Etc...

It was either that or Hortense

After film stars Katie Holmes and Tom Cruise named their newborn daughter Suri last week, their publicist claimed that its origins are in ancient Hebrew, as a variant of Sarah, the biblical matriarch. The reaction among Israelis: Oh, really? Take Prof. Gideon Goldenberg, who teaches linguistics at Hebrew University in Jerusalem. "I don't know what they were thinking," he told the Associated Press. "It's a term that denotes expulsion - like, 'Get outta here!' It's pretty blunt." Then there's Yaron London, a cultural commentator for Channel 10 television. "Why," he asked the couple rhetorically, "didn't you go just back to your ancestors' language , and call the kid Scram Cruise?" On the other hand, there are females in Israel who share the baby's name.

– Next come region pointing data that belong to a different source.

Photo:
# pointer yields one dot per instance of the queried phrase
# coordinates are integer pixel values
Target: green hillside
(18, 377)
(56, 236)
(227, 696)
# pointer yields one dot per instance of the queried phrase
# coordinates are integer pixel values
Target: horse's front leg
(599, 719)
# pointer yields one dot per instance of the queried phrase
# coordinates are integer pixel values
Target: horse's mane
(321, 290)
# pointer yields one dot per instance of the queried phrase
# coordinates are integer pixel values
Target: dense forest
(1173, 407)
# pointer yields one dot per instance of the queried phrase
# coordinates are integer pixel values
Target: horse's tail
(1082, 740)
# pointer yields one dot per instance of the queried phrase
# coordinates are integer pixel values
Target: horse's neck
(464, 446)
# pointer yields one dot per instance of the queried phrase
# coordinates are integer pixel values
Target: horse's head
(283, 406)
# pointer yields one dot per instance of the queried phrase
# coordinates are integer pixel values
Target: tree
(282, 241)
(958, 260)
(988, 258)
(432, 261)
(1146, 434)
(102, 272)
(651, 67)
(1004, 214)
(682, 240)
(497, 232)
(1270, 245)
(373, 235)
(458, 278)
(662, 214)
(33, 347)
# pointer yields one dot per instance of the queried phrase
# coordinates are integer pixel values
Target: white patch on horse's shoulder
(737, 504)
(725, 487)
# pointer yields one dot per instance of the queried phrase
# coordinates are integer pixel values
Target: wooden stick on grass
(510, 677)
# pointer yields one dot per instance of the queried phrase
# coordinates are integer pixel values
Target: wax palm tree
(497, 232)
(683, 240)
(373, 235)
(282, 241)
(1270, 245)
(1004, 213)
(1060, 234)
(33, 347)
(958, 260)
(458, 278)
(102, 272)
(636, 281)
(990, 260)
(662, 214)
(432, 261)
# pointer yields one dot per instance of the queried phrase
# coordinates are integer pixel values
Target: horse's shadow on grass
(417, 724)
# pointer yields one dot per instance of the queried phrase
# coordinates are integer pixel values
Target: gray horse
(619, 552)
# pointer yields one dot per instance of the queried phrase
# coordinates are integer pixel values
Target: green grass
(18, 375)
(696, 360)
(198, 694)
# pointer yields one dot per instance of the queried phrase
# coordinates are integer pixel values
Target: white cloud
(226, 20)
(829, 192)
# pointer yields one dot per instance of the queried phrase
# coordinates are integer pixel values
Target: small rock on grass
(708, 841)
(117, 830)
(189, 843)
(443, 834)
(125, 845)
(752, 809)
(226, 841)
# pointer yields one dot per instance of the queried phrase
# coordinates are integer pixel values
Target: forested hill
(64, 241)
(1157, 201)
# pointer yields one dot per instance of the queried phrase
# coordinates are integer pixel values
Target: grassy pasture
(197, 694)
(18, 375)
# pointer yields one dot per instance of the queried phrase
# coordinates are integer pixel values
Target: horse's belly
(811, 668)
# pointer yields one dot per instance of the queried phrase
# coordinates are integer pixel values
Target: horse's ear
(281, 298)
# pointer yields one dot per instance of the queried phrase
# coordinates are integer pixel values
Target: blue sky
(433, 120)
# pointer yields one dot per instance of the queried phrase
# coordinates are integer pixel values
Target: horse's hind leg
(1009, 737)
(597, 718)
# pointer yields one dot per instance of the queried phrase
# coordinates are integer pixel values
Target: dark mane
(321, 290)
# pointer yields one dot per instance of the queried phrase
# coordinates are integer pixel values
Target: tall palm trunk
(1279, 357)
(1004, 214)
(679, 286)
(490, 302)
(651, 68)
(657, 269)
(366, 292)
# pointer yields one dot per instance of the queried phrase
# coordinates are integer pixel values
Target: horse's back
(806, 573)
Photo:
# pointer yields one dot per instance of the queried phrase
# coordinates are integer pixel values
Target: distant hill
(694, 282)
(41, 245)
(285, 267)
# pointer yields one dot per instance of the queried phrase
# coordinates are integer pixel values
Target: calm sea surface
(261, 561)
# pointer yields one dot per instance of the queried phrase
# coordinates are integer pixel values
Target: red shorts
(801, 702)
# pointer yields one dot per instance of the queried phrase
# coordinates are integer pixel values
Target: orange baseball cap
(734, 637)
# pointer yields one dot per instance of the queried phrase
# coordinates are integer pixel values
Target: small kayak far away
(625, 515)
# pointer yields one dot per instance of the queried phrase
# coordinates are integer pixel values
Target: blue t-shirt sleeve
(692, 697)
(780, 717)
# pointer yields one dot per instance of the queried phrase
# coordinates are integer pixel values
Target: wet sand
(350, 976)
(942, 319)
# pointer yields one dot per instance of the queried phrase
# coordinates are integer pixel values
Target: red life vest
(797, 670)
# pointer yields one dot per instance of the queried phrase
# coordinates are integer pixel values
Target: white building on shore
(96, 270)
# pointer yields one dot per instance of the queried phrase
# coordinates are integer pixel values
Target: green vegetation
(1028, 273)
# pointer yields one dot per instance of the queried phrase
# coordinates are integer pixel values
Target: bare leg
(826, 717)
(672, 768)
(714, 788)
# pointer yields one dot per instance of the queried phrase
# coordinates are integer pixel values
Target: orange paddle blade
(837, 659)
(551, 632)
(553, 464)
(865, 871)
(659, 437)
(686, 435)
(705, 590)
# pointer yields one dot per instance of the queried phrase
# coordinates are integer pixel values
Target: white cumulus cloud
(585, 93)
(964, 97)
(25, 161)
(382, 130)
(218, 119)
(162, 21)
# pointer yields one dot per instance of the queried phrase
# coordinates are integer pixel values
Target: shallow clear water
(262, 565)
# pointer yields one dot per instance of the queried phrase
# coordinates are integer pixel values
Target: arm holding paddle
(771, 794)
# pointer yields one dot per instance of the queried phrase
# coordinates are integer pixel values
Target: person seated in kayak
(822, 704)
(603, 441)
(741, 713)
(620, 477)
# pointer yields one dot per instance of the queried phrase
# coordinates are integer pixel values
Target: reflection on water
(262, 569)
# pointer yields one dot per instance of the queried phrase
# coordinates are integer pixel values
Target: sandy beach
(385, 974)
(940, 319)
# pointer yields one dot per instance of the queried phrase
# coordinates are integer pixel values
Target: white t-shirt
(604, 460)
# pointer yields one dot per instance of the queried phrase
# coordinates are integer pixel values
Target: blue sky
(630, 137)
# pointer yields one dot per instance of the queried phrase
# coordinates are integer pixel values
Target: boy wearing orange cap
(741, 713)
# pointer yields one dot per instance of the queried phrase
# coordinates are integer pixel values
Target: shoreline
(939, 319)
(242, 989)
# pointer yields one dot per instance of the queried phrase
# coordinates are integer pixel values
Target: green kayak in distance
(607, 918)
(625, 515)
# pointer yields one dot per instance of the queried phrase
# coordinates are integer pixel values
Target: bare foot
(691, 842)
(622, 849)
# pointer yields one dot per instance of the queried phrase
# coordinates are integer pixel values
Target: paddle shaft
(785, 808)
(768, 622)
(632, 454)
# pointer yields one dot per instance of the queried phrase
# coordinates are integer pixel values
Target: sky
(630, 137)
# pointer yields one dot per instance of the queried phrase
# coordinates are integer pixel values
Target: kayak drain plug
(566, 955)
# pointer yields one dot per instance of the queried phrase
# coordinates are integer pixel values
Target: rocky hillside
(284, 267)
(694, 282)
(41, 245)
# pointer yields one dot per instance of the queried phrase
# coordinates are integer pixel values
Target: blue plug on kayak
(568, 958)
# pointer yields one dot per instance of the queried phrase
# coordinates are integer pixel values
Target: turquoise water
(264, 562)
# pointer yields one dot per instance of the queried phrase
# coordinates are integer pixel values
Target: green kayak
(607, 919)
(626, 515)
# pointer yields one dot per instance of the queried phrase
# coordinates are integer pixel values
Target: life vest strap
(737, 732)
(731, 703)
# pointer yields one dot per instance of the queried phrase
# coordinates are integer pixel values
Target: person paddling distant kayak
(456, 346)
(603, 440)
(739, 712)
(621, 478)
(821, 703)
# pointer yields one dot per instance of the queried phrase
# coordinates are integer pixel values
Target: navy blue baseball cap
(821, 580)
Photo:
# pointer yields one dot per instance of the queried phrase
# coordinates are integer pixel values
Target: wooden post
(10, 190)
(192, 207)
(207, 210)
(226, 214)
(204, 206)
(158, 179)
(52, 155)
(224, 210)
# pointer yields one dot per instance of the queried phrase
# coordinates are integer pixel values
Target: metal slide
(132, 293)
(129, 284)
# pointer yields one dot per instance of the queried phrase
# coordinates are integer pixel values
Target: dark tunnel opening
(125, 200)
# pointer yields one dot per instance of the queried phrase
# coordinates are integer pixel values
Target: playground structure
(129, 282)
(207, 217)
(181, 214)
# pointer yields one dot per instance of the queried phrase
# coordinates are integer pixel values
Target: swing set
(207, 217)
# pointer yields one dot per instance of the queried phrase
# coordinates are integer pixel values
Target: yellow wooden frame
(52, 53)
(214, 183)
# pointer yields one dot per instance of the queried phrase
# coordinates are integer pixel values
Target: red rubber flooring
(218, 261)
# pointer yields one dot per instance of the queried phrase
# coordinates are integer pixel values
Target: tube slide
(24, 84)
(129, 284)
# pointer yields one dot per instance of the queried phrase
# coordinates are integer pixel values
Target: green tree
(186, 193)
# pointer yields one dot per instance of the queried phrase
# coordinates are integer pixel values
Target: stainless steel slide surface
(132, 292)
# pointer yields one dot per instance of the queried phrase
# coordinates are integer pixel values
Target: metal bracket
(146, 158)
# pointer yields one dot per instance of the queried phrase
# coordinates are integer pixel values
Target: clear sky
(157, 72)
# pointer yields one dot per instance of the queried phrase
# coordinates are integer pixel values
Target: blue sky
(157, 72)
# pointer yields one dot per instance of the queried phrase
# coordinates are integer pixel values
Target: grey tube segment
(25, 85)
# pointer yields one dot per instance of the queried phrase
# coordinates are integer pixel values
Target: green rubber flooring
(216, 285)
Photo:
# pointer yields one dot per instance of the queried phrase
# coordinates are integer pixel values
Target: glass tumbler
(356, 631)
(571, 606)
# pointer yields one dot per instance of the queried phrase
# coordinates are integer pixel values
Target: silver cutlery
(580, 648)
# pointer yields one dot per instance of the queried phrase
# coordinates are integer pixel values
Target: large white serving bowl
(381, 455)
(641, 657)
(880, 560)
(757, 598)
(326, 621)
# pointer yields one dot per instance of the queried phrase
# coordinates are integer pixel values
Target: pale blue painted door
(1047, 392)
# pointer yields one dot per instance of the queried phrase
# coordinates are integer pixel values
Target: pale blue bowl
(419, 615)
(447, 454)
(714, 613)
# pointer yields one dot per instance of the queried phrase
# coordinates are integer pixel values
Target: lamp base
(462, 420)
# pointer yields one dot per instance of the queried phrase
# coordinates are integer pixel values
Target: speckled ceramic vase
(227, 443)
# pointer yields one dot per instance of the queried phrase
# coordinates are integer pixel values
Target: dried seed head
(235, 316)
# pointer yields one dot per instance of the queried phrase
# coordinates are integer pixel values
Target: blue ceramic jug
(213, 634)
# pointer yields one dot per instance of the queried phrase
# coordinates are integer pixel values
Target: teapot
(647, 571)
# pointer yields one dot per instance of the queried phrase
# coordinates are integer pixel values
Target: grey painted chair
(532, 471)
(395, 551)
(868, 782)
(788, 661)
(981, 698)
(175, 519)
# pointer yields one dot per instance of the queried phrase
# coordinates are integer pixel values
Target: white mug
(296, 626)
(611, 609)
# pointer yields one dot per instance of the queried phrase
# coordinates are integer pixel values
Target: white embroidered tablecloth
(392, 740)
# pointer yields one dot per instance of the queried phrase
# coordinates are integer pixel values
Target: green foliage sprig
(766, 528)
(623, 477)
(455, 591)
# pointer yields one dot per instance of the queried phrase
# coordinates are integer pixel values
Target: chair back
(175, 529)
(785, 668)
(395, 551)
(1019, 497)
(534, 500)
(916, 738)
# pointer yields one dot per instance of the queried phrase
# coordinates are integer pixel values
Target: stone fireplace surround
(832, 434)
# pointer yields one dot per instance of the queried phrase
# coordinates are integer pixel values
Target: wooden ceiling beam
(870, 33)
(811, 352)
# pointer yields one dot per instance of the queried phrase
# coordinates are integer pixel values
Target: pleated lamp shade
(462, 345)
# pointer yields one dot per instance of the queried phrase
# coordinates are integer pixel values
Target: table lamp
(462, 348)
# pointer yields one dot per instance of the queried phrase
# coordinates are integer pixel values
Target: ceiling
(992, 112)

One is journalist Surie Ackerman - who, you'll notice, spells hers with an "e." But then, she was born, reared - and named - in the US and explains that Surie is a version of a nickname conferred on her by fellow ultra-Orthodox Jews . Asked for comment, she said, "It sounds strange to me that a non-Jewish ... baby should be called Suri, but there are plenty of strange names in the world." Now, should the publicist wish to try a new explanation, it seems Suri also means "rose" in Persian, "sun" in Sanskrit, and is a tribe in the ancient Nubian region of Egypt and Sudan.